Em relação à segunda
pergunta parece que hoje os países em desenvolvimento têm pouca dúvida.
Quase todos trataram de
assumir esse controle; na América Latina, todos, exceto a Argentina.
Não faz sentido deixar
sob controle de empresa estrangeira um setor estratégico para o desenvolvimento
do país como é o petróleo, especialmente quando essa empresa, em vez de
reinvestir seus lucros e aumentar a produção, os remetia para a matriz
espanhola.
Além disso, já foi o
tempo no qual, quando um país decidia nacionalizar a indústria do petróleo,
acontecia o que aconteceu no Irã em 1957. O Reino Unido e a França
imediatamente derrubaram o governo democrático que então havia no país e
puseram no governo um xá que se pôs imediatamente a serviço das potências
imperiais.
Mas o que vai acontecer
com a Argentina devido à diminuição dos investimentos das empresas
multinacionais? Não é isso um “mal maior”? É isso o que nos dizem todos os dias
essas empresas, seus governos, seus economistas e seus jornalistas. Mas um país
como a Argentina, que tem doença holandesa moderada (como a brasileira) não
precisa, por definição, de capitais estrangeiros, ou seja, não precisa nem deve
ter deficit em conta corrente; se tiver deficit é sinal que não neutralizou
adequadamente a sobreapreciação crônica da moeda nacional que tem como uma das
causas a doença holandesa.
A melhor prova do que
estou afirmando é a China, que cresce com enormes superavits em conta corrente.

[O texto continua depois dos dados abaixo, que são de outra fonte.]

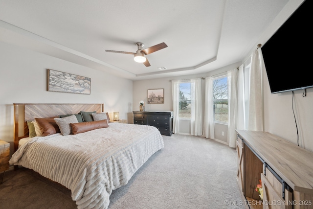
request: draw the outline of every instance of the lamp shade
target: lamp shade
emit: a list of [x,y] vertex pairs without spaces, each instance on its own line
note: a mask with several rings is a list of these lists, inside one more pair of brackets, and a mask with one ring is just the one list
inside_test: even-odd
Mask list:
[[114,112],[113,113],[113,120],[118,120],[118,112]]
[[134,60],[137,63],[144,63],[146,62],[146,59],[144,54],[137,52],[134,55]]

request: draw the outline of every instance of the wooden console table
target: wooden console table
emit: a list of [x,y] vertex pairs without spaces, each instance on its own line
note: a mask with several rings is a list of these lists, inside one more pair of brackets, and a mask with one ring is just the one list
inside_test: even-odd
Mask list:
[[247,208],[313,209],[313,153],[268,132],[236,131],[237,179]]

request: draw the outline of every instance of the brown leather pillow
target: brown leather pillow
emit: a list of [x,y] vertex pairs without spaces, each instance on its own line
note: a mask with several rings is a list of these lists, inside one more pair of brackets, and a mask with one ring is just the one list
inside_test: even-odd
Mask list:
[[38,126],[43,131],[43,135],[44,137],[51,135],[51,134],[61,133],[60,128],[54,120],[55,117],[47,117],[44,118],[35,118]]
[[91,130],[109,127],[107,120],[70,124],[72,127],[72,133],[74,135],[91,131]]

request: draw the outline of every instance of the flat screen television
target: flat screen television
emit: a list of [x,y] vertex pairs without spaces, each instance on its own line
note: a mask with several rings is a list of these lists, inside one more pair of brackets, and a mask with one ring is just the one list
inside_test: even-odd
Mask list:
[[262,47],[271,93],[313,87],[312,0],[306,0]]

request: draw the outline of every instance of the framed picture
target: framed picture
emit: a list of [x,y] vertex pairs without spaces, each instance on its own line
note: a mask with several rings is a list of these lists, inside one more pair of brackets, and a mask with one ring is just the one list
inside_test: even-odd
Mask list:
[[90,78],[48,69],[48,91],[90,94]]
[[148,90],[148,104],[163,104],[164,103],[164,89]]

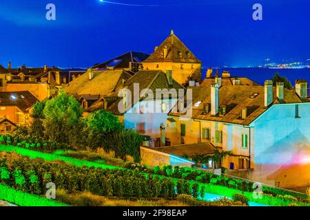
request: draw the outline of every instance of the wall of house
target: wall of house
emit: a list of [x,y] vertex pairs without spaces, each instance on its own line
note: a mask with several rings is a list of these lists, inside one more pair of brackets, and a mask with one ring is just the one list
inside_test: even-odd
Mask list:
[[[223,151],[231,151],[232,155],[227,156],[223,160],[223,166],[230,168],[231,163],[234,163],[234,168],[239,167],[239,159],[242,159],[245,164],[246,160],[254,157],[254,152],[251,151],[254,146],[253,129],[247,128],[241,125],[230,124],[212,121],[193,120],[192,119],[173,118],[176,121],[174,123],[168,123],[167,129],[167,138],[171,142],[172,145],[190,144],[198,142],[210,142],[214,146],[221,147]],[[181,136],[181,124],[185,124],[185,135]],[[209,131],[209,139],[204,139],[203,129],[207,129]],[[216,131],[223,132],[222,142],[217,142],[216,140]],[[247,147],[242,147],[242,134],[247,135]],[[251,167],[254,167],[254,161],[249,160]]]
[[54,91],[50,89],[49,85],[46,83],[7,83],[7,86],[3,87],[3,91],[29,91],[40,101],[48,98]]
[[[22,121],[17,121],[17,113],[21,116]],[[0,107],[0,116],[6,118],[13,123],[20,126],[29,126],[31,122],[31,118],[29,113],[24,113],[16,106],[1,106]]]
[[194,164],[188,160],[143,146],[141,147],[141,164],[150,167],[165,165],[192,167]]
[[172,78],[178,83],[184,84],[188,77],[193,76],[198,81],[201,80],[201,64],[191,63],[143,63],[144,69],[158,69],[165,72],[172,70]]
[[[167,109],[163,112],[161,112],[162,102],[167,104]],[[137,130],[137,124],[144,122],[145,134],[152,138],[158,138],[161,124],[164,124],[167,127],[167,113],[176,103],[176,98],[143,100],[137,102],[124,114],[125,128]],[[143,113],[139,112],[139,109]]]
[[[7,126],[11,126],[11,131],[7,131]],[[3,122],[0,123],[0,133],[1,134],[6,134],[6,133],[11,133],[14,129],[15,128],[15,126],[12,124],[12,123],[10,123],[9,122]]]
[[[310,186],[310,103],[272,106],[251,126],[254,180],[283,188]],[[293,181],[292,181],[293,179]]]

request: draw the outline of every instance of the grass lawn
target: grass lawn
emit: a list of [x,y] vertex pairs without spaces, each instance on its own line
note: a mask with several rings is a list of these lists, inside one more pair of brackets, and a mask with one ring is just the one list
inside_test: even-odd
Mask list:
[[[96,162],[90,162],[83,160],[79,160],[76,158],[72,158],[69,157],[65,157],[61,155],[61,152],[59,152],[60,153],[42,153],[40,151],[32,151],[29,149],[25,149],[17,146],[7,146],[4,144],[0,144],[0,151],[6,151],[6,152],[12,152],[15,151],[17,153],[19,153],[23,156],[29,157],[30,158],[41,158],[43,159],[45,161],[63,161],[69,164],[71,164],[72,165],[78,166],[87,166],[91,167],[94,166],[96,168],[109,168],[109,169],[124,169],[124,168],[119,167],[119,166],[110,166],[110,165],[106,165],[103,164],[101,163],[96,163]],[[133,171],[132,170],[130,170],[131,171]],[[148,175],[149,174],[145,173],[141,173],[142,174],[144,174],[145,175]],[[153,175],[154,176],[157,176],[159,178],[169,178],[170,179],[172,179],[175,183],[180,179],[178,178],[174,178],[174,177],[165,177],[163,175]],[[214,185],[211,184],[204,184],[200,183],[194,180],[187,180],[191,185],[194,184],[198,184],[200,186],[200,188],[203,186],[205,186],[205,192],[207,193],[213,193],[219,195],[223,197],[231,197],[232,195],[234,193],[241,193],[243,194],[245,196],[246,196],[249,201],[256,202],[262,204],[265,204],[268,206],[289,206],[289,204],[292,203],[295,203],[298,205],[300,206],[310,206],[310,204],[304,204],[299,201],[294,201],[292,202],[287,199],[283,199],[281,198],[278,197],[273,197],[268,195],[262,195],[262,199],[254,199],[253,197],[253,193],[250,192],[242,192],[237,189],[230,188],[225,186],[218,186],[218,185]],[[1,198],[0,198],[1,199]]]

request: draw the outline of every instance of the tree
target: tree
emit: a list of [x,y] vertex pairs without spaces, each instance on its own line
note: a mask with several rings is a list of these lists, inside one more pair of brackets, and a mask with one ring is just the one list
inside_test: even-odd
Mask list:
[[79,124],[83,109],[72,96],[61,90],[56,98],[46,101],[43,113],[45,135],[50,140],[68,143],[72,133],[79,135],[73,128]]
[[88,135],[87,144],[92,148],[103,147],[107,151],[112,149],[114,132],[120,131],[122,124],[118,118],[112,113],[99,110],[85,119],[85,131]]
[[272,83],[275,86],[276,85],[277,82],[283,82],[284,87],[288,89],[291,89],[292,88],[291,82],[286,78],[285,76],[280,76],[279,73],[276,73],[273,77],[271,78]]
[[33,121],[30,128],[30,133],[33,136],[43,138],[44,135],[44,126],[42,120],[45,118],[43,113],[45,107],[45,102],[37,102],[33,106],[33,110],[30,115]]

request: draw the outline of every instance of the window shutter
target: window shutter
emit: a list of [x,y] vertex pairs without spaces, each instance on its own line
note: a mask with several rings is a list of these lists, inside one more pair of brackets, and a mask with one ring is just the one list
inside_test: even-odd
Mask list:
[[185,124],[181,124],[181,135],[185,135]]

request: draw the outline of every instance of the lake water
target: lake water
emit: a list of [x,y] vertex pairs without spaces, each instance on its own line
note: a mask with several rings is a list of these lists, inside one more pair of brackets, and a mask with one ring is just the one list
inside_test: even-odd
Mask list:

Mas a Argentina é também um bom exemplo. Desde que, em 2002, depreciou o câmbio
e reestruturou a dívida externa, teve superavits em conta corrente. E, graças a
esses superavits, ou seja, a esse câmbio competitivo, cresceu muito mais que o
Brasil. Enquanto, entre 2003 e 2011 o PIB brasileiro cresceu 41%, o PIB
argentino cresceu 96%.
Os grandes interessados
nos investimentos diretos em países em desenvolvimento são as próprias empresas
multinacionais. São elas que capturam os mercados internos desses países sem
oferecer em contrapartida seus próprios mercados internos. Para nós,
investimentos de empresas multinacionais só interessam quando trazem
tecnologia, e a repartem conosco. Não precisamos de seus capitais que, em vez
de aumentarem os investimentos totais, apreciam a moeda local e aumentam o
consumo. Interessariam se estivessem destinados à exportação, mas, como isso é
raro, eles geralmente constituem apenas uma senhoriagem permanente sobre o
mercado interno nacional.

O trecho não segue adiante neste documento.